Il peut s’agir des recours administratifs pour contester par exemple une décision exécutoire. La procédure en la matière c’est que les actes administratifs individuels peuvent faire l’objet d’un recours gracieux devant l’autorité qui a pris l’acte. Le recours hiérarchique se fait par contre devant le ministre concerné. Pour les plans et programmes, le recours administratif reste encore problématique dans notre pays.
Le recours juridictionnel quant à lui (contentieux devant le juge administratif ou judiciaire) est permis en ce qui concerne les autorisations individuelles et les permis. Il n’en est pas de même pour les plans et programmes compte tenu de la difficulté pour un citoyen de montrer l’intérêt pour agir. L’intérêt dans notre contexte peut néanmoins s’apprécier au regard de l’article 30 de la constitution. Mais un tel recours paraît comme un recours législatif. Il est donc souhaitable qu’à l’avenir l’administration puisse être poursuivie au titre de la responsabilité sans faute, à charge pour elle de réclamer à l’auteur de l’infraction un remboursement des frais engagés. Cela aura le mérite d’encourager les citoyens à agir en justice.

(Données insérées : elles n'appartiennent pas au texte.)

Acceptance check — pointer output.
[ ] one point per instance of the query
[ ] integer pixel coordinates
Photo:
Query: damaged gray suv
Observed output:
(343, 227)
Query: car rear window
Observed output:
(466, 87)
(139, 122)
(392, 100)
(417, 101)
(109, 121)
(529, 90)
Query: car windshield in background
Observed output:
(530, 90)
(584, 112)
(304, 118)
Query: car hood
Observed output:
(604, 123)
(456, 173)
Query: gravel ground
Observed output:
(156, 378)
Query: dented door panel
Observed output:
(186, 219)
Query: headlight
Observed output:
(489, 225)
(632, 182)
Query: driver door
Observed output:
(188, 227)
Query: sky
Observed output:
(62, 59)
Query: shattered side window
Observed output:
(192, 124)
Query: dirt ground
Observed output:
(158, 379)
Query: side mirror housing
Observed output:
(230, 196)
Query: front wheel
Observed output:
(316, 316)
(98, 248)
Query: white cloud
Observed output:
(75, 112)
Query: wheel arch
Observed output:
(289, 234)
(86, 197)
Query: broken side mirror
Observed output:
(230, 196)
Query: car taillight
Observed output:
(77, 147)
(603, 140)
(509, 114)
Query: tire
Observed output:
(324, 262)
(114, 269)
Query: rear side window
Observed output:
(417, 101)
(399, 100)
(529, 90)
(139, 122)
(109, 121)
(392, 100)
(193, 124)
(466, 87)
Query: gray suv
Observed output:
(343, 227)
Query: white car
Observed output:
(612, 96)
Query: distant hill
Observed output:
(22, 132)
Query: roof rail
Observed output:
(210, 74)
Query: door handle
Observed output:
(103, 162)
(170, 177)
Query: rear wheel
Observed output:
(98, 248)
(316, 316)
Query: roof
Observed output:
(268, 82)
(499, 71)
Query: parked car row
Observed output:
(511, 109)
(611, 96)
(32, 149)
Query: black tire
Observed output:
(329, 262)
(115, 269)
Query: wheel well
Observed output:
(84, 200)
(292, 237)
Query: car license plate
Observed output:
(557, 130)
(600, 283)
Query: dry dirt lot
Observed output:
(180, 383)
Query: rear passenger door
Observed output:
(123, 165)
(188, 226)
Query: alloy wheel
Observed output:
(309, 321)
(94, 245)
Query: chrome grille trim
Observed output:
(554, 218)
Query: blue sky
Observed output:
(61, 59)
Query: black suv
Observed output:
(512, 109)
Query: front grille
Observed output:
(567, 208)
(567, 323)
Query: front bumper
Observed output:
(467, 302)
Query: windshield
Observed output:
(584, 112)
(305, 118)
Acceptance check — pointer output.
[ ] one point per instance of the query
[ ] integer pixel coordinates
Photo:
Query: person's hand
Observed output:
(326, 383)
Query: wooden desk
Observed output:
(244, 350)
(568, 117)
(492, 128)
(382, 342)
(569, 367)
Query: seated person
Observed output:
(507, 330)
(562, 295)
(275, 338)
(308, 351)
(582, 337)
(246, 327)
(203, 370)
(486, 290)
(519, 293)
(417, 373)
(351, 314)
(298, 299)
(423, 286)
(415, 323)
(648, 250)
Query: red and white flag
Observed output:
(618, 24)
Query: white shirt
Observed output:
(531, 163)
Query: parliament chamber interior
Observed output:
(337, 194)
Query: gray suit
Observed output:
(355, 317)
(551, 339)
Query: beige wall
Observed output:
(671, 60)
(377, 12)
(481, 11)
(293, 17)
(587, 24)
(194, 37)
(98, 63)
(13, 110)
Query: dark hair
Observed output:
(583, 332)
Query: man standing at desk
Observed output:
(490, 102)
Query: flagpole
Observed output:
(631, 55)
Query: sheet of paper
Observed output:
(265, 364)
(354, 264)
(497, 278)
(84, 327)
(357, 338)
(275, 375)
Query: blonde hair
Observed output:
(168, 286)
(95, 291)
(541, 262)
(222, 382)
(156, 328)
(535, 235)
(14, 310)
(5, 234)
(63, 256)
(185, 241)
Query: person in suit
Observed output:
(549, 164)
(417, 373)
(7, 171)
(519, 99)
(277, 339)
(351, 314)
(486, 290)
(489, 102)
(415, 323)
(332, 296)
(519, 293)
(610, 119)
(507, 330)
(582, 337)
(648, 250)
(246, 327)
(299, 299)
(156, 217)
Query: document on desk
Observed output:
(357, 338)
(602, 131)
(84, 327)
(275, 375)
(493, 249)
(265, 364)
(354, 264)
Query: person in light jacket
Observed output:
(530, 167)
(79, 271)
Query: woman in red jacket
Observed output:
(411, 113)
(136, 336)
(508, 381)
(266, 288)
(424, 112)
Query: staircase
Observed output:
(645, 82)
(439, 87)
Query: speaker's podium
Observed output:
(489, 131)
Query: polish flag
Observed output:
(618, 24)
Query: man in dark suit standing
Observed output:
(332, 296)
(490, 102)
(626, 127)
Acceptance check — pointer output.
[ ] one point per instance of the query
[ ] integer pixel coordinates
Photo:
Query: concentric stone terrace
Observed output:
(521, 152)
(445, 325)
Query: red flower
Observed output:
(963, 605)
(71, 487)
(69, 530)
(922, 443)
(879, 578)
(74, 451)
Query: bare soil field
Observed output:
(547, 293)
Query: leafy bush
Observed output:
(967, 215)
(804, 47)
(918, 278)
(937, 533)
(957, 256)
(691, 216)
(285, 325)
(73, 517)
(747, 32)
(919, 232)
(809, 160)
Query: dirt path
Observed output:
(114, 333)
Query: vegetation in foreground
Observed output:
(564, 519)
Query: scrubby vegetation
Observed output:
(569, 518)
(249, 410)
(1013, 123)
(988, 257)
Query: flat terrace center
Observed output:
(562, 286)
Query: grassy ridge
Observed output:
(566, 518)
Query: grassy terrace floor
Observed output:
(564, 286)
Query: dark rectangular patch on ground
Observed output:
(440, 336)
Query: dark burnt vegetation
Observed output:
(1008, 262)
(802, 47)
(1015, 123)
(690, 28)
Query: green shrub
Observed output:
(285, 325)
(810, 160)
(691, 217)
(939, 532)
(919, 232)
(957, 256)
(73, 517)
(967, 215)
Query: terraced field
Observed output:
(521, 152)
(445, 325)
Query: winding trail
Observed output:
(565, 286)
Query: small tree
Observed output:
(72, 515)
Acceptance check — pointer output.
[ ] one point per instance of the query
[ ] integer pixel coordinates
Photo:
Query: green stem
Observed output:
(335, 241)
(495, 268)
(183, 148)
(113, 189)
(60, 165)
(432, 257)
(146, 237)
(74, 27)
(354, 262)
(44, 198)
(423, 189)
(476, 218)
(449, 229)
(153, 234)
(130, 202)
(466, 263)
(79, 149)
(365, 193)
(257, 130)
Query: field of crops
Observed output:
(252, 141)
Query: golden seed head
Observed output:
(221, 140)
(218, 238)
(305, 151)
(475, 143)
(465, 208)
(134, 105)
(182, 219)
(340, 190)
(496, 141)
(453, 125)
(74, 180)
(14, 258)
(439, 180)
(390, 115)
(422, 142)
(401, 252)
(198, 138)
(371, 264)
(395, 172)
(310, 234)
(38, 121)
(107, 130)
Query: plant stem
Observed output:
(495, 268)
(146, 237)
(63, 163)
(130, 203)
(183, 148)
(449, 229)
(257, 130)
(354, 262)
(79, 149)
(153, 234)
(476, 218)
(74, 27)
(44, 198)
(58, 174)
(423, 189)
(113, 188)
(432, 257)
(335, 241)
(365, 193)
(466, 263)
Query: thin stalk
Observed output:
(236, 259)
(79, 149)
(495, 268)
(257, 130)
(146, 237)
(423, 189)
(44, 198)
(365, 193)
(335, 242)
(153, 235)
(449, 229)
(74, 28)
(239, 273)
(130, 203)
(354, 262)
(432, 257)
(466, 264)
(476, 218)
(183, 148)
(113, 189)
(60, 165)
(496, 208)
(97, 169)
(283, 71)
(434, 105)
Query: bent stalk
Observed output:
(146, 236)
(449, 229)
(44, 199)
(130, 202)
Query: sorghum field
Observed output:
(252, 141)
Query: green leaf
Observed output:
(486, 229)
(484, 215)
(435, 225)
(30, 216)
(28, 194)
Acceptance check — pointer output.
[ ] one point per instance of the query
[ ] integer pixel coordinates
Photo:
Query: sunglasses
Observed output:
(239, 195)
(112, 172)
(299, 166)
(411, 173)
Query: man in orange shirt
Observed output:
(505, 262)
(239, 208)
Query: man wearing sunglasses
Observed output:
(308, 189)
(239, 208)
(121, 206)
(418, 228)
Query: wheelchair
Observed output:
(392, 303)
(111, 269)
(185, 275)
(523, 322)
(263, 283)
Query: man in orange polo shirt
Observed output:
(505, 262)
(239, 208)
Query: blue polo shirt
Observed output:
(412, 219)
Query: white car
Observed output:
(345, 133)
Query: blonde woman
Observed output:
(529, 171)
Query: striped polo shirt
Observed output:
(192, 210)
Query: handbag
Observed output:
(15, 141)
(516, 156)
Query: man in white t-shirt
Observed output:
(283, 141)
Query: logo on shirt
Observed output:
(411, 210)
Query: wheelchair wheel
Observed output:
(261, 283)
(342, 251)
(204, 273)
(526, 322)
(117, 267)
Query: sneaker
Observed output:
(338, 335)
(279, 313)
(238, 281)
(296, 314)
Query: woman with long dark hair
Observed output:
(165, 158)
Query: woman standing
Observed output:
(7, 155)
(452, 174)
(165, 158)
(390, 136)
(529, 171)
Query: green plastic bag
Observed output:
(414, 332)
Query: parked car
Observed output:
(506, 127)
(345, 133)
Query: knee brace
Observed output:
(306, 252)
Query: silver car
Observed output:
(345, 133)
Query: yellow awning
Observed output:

Quelques mesures pour faciliter la participation
Face à la symptomatique réticence des populations à agir, des mesures peuvent renforcer les dispositifs juridiques institutionnels, et les mécanismes déjà mis en place par l’Etat, et contribuer ainsi à asseoir une véritable « culture de participation ». Parmi ces mesures peuvent être retenues :
- La reconnaissance d’un statut spécial pour les associations et ONG de protection de l’environnement. Un tel statut peut leur reconnaître le droit d’agir en justice pour les travaux, autorisations et permis qui affectent l’environnement, et de siéger dans les organes consultatifs en matière d’environnement. Il s’agit dans ce cas d’associations dites agrées, ce qui peut faciliter le développement d’un réseau associatif mieux organisé pour la défense de l’environnement.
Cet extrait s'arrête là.